Here, we will do a quick review of what we have learned about RNA sequencing in Lessons 8 through 11.

Accessing the Biostar handbook

The URL for the Biostar handbook is https://www.biostarhandbook.com.

Once you sign into this handbook, you will find that it is composed of several different books including one for RNA sequencing.

Scroll to the bottom of the page and you will find a button that says Access Your Account. Click this to sign in.



Because the Biostars handbook subscription is only good for 6 months, we recommend that you download either the PDF or eBook.

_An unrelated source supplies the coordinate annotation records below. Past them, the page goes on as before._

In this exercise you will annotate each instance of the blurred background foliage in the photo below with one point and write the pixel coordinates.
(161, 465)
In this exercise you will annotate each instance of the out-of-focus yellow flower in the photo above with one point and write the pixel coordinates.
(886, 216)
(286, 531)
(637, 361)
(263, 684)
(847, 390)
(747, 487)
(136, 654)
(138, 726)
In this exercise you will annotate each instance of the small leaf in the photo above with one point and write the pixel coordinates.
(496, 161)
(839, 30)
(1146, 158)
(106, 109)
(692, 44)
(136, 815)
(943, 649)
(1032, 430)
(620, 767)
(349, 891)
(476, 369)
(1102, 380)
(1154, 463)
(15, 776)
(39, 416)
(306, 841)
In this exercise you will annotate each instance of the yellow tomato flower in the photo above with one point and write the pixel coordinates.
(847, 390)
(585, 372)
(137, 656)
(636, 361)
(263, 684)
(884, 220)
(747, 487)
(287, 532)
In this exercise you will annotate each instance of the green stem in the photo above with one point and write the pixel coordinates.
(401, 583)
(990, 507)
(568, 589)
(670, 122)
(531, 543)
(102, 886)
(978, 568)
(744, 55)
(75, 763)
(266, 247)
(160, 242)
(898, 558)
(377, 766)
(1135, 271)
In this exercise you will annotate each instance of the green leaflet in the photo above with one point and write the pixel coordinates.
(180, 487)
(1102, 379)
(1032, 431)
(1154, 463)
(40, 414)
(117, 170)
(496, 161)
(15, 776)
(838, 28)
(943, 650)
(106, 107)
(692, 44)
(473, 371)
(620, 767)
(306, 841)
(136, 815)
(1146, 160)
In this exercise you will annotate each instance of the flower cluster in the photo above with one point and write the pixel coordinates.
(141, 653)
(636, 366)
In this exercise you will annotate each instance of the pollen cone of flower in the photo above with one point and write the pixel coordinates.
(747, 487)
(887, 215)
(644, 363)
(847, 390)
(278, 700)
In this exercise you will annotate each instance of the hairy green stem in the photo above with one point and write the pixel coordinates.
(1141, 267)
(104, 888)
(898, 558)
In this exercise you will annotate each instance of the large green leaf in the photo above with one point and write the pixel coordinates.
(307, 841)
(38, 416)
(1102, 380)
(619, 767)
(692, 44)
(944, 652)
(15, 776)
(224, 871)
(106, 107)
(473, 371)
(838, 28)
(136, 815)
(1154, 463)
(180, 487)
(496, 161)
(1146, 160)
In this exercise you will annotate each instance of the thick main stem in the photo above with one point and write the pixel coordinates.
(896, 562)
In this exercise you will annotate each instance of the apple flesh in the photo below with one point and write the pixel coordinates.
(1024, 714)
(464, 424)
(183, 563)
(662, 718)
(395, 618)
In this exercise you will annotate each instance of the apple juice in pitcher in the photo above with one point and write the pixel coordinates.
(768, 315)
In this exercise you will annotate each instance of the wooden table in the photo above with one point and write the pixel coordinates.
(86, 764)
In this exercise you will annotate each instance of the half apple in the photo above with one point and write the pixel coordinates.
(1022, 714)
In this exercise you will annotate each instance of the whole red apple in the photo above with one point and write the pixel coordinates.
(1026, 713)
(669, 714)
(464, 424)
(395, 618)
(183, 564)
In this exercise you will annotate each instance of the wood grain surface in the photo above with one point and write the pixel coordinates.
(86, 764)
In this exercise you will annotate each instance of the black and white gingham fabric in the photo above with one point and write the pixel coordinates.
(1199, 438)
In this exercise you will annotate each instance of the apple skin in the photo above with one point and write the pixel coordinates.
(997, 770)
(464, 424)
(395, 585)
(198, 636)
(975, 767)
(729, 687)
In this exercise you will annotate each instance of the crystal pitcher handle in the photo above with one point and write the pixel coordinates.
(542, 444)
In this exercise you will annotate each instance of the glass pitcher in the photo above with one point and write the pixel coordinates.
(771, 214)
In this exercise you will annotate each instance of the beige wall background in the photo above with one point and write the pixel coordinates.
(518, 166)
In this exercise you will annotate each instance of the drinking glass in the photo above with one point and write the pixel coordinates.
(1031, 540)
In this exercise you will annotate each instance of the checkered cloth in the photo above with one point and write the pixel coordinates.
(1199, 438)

Review of RNA sequencing concepts

  • Purpose of RNA sequencing and what biological questions can RNA sequencing answer
  • Experimental considerations
    • Sample preparation
      • Replicates
      • Technical noise
    • Read depth
      • More depth for low expression genes
      • More depth for low expression differences between samples
    • RNA quality

RNA sequencing analysis considerations

What are the files that we need for RNA sequencing analysis?

Solution

  • Reference genome or transcriptome
  • Annotation files (gff or gtf) that tells us the genomic features (ie. gene, transcript, etc.)
  • Raw sequencing data in FASTQ (or fq) format

Review of reference genome and annotation files

Why do we need a reference genome?

Solution

The reference genome serves as a "known" that guides us in constructing the genome of the unknown from sequencing data.

What file format is the reference genome in and what information does it contain?

Solution

The reference genome is in the fasta/fa format. These files will have extension fasta or fa, where the two extensions are used interchangeably.

A fasta file contains a definition line that starts with ">" followed by nucleotide sequences.

What is the annotation file used for?

Solution

The annotation file lists the features of a genome (ie. genes, transcripts, exons) along with their coordinates and other information. Annotations files are useful in RNA sequencing because it informs us of which gene or transcripts the aligned reads are overlapping and thus helps us generate a table of expression counts for our samples either on per gene or transcript basis.

Review of FASTQ files

What is a FASTQ file?

Solution

A fastq or fq file is the format for files that contain our sequencing data. Similar to a fasta file, which contains a header line that starts with ">" followed by sequence, the fastq file also contains a header line for each sequencing read that starts with "@". The sequencing read follows the metadata line, which is then followed by a "+" sign and a line that contains the quality score of each of the bases in a sequencing read.

What tool can we use to assess quality of sequencing data? And how do we aggregate several FASTQC reports into one.

Solution

FASTQC

To aggregate multiple FASTQC reports, we can use MultiQC

What type of data clean up can we perform on sequencing data prior to downstream analysis?

Solution

We can trim away adapters and low quality reads. Trimmomatic is a tool that can be used to do this.